Ankara-İzmir ertesi gün İzmir Ankara. kısa, hızlı biraz keyifli, çok yorucu...
dönerken aşağı baktığımda kocaman bir şehir gördüm sadece. Kocaman, ışıl ışıl...
Her köşe başında, her evde, her sokakta... ayrı hüzünlerin, ayrı dertlerin, bambaşka mücadelelerin verildiği kocaman bi şehir.
Kayboldum bi an küçücük uçakta...



* Bu arada yine aynı kek ve aynı yazı "daha BÜYÜK dilim" şurda yazmışım bi ara

9 Aralık 2008 Salı

KABUS

Sadece 2 gündür evdeyim ama patlamak üzereyim. Ama sorun evde olmak değil hiç bişey yapmadan oturmak. Dün helva bugün patatesli börek... korkuyorum dantele başlıycam sanırım.
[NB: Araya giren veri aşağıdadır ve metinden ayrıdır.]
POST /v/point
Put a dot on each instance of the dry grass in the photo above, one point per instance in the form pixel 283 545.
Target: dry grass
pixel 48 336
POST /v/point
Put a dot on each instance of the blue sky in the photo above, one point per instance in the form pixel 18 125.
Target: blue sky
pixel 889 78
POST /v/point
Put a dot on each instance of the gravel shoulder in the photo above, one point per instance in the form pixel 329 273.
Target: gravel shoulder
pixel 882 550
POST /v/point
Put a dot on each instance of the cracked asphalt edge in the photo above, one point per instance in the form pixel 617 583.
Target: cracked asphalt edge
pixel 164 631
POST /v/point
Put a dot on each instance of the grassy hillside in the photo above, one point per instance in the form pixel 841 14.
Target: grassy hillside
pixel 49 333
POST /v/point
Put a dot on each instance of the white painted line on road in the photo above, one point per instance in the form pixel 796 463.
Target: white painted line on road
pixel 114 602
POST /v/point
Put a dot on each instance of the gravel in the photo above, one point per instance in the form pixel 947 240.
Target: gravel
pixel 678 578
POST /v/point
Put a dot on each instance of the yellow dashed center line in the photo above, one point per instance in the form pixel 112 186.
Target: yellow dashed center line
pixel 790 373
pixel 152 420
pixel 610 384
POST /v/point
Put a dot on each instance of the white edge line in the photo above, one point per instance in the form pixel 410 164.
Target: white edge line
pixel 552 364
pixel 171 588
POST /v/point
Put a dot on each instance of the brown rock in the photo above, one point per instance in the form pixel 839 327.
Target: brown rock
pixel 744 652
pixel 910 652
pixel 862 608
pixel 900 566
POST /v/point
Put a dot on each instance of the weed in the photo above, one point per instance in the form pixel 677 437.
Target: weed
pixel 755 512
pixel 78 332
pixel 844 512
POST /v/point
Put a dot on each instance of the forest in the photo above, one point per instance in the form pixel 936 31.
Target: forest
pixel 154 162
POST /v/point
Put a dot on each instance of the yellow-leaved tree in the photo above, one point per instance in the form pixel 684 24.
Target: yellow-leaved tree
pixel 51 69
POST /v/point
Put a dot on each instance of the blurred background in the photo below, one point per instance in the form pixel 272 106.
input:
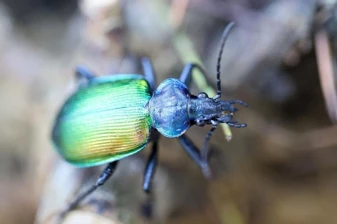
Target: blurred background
pixel 280 58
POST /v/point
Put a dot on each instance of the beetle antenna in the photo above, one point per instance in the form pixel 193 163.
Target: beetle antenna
pixel 205 149
pixel 223 41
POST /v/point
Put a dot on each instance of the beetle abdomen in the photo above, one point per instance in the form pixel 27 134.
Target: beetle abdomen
pixel 168 108
pixel 105 121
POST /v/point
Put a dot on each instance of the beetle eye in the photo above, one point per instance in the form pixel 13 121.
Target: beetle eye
pixel 202 95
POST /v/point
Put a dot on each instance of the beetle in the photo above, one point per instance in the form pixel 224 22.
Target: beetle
pixel 112 117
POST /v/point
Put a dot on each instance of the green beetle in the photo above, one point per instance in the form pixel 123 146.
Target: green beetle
pixel 111 117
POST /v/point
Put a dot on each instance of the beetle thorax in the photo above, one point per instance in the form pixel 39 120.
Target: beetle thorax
pixel 168 108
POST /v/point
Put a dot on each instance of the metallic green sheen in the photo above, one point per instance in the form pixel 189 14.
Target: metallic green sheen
pixel 104 121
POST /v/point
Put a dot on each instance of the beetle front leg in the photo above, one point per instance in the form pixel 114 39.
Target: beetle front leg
pixel 150 168
pixel 194 153
pixel 105 175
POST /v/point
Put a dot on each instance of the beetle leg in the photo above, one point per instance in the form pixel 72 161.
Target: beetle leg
pixel 149 72
pixel 150 168
pixel 186 74
pixel 105 175
pixel 205 148
pixel 194 153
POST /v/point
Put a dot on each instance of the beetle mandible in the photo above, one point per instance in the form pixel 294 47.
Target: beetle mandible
pixel 114 116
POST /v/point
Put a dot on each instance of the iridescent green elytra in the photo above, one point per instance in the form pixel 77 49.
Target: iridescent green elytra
pixel 104 121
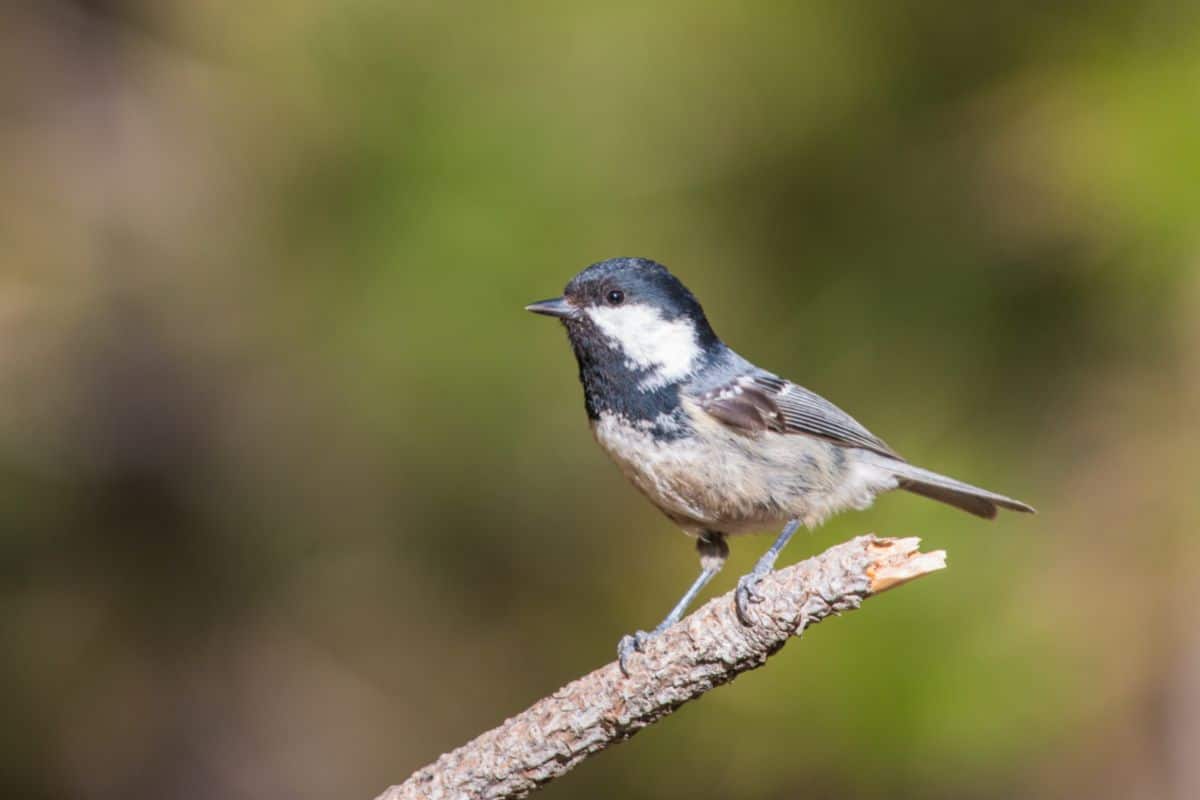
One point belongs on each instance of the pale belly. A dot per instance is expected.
(720, 480)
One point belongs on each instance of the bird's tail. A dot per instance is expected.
(971, 499)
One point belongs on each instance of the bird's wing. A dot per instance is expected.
(760, 401)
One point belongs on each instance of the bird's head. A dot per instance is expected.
(634, 314)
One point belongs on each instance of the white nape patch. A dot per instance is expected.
(667, 347)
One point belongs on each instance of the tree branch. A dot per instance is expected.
(705, 650)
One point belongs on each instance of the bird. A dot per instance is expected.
(720, 445)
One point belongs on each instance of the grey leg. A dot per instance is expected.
(713, 551)
(762, 567)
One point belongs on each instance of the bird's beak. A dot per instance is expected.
(553, 307)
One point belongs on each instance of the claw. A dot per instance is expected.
(628, 645)
(745, 595)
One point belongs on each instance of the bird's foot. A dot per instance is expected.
(747, 593)
(629, 645)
ders çalışmam lazım, işe gitmem lazım derhal. derhal annemden başka birini görmem lazım...

8 Aralık 2008 Pazartesi

afiyet olsun

evetttt helva yaptım. Un helveası ve annemle afiyetle yedik. artık neyin helvası olarak düşünürseniz o.

daha BÜYÜK dilim

yaklaşık 2 yıldır her otobüs yolculuğunda ikramlardan tercih ettiğim meyveli kekin üzerinde "Daha BÜYÜK Dilim" yazıyor. Anlayamadığım şey şu 2 yıldır nesini büyüttüler bunun, giderek büyüyorsa büyüme oranı nedir. yada 2 yıldır üretilen tüm paketlerde aynı şeymi yazıyor.

ve eğer ki bu büyük dilimse küçük halini düşünmek bile istemiyorum. Bi lokmada bitiyo ama....
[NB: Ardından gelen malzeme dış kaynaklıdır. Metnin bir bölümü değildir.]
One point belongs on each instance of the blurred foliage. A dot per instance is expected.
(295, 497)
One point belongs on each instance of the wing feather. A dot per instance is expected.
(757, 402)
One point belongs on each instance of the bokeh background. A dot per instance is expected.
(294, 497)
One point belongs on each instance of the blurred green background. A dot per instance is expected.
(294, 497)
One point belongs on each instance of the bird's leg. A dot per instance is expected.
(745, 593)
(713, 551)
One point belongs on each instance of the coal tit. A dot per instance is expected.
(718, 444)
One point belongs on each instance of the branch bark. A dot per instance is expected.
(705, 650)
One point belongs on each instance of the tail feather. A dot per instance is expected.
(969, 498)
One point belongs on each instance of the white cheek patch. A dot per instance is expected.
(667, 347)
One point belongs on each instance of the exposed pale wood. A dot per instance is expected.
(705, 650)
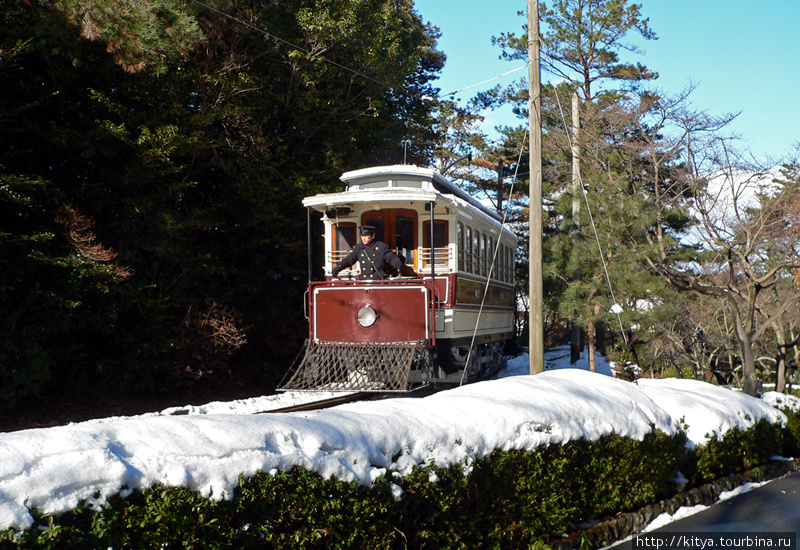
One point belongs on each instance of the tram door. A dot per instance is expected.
(397, 227)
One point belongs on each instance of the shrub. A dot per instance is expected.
(509, 499)
(738, 450)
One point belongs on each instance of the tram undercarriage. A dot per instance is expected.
(389, 367)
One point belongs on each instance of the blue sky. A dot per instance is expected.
(742, 56)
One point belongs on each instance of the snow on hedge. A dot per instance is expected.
(55, 469)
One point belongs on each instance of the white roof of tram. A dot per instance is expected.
(400, 182)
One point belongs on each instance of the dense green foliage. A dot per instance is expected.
(152, 235)
(739, 450)
(508, 500)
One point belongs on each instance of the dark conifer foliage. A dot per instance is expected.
(152, 166)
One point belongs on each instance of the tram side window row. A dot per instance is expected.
(476, 251)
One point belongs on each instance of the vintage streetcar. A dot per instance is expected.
(448, 313)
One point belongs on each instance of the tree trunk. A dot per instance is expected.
(780, 359)
(749, 377)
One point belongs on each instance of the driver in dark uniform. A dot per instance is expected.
(374, 256)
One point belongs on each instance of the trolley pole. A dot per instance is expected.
(536, 321)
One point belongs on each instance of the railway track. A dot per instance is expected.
(360, 396)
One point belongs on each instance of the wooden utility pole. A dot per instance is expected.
(577, 190)
(535, 257)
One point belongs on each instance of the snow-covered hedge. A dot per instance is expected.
(59, 469)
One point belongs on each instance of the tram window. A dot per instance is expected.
(490, 258)
(476, 252)
(483, 255)
(460, 245)
(501, 262)
(468, 249)
(439, 234)
(404, 237)
(344, 237)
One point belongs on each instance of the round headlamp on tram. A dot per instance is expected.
(367, 316)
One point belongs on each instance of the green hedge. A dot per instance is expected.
(509, 499)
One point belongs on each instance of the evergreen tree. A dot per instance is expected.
(151, 190)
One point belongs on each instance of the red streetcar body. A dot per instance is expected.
(403, 311)
(450, 308)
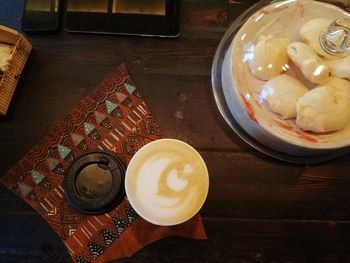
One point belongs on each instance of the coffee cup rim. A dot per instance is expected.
(127, 176)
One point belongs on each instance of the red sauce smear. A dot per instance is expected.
(284, 126)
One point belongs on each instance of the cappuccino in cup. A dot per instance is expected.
(167, 182)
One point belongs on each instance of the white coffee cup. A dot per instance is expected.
(167, 182)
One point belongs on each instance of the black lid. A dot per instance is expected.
(95, 182)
Evet haklısın "silemezler kalbimden ne aşkını ne seni"

eveet istanbul gittik gördük döndük. Arkadaşımız canımızla 3 gün geçirdik yorduk birazda yorulduk. 3 koca gün ama atabildikmi içimizdekini dersek cevap "sanırım hayır" olacak. ama iyi geldi süphesiz hemde çok iyi.
insanın zor dönemlerini bağlarının olmadığı yerlerde geçirmesi gerekiyor sanırım yani anılarının olmadığı sokaklar lazım. ama 3 günle olacak şey değil 1-2 hafta en azından.

çiçekçi kadının söylediği kaldı aklımda "güzel gözlerine bu hüzün yakışmamış be güzelim".

22 Kasım 2008 Cumartesi

hayatımızdan kareler

bugün sabahın güneşi gözümün içine içine girdi inatla, "bi daha zor bulursun beni" dergibi.
ters bi hayatım var sanırım, normal koşullarda çalışan insanlar hafta içi erken kalkar işine gider, hafta sonu mis gibi uyur istediği vakte kadar. na mümkün ki benim hayatım ters bu konuda. hafta sonu eziyet olmaya başladı, neyse ki keyifli oluyor yani gerekçem iyi.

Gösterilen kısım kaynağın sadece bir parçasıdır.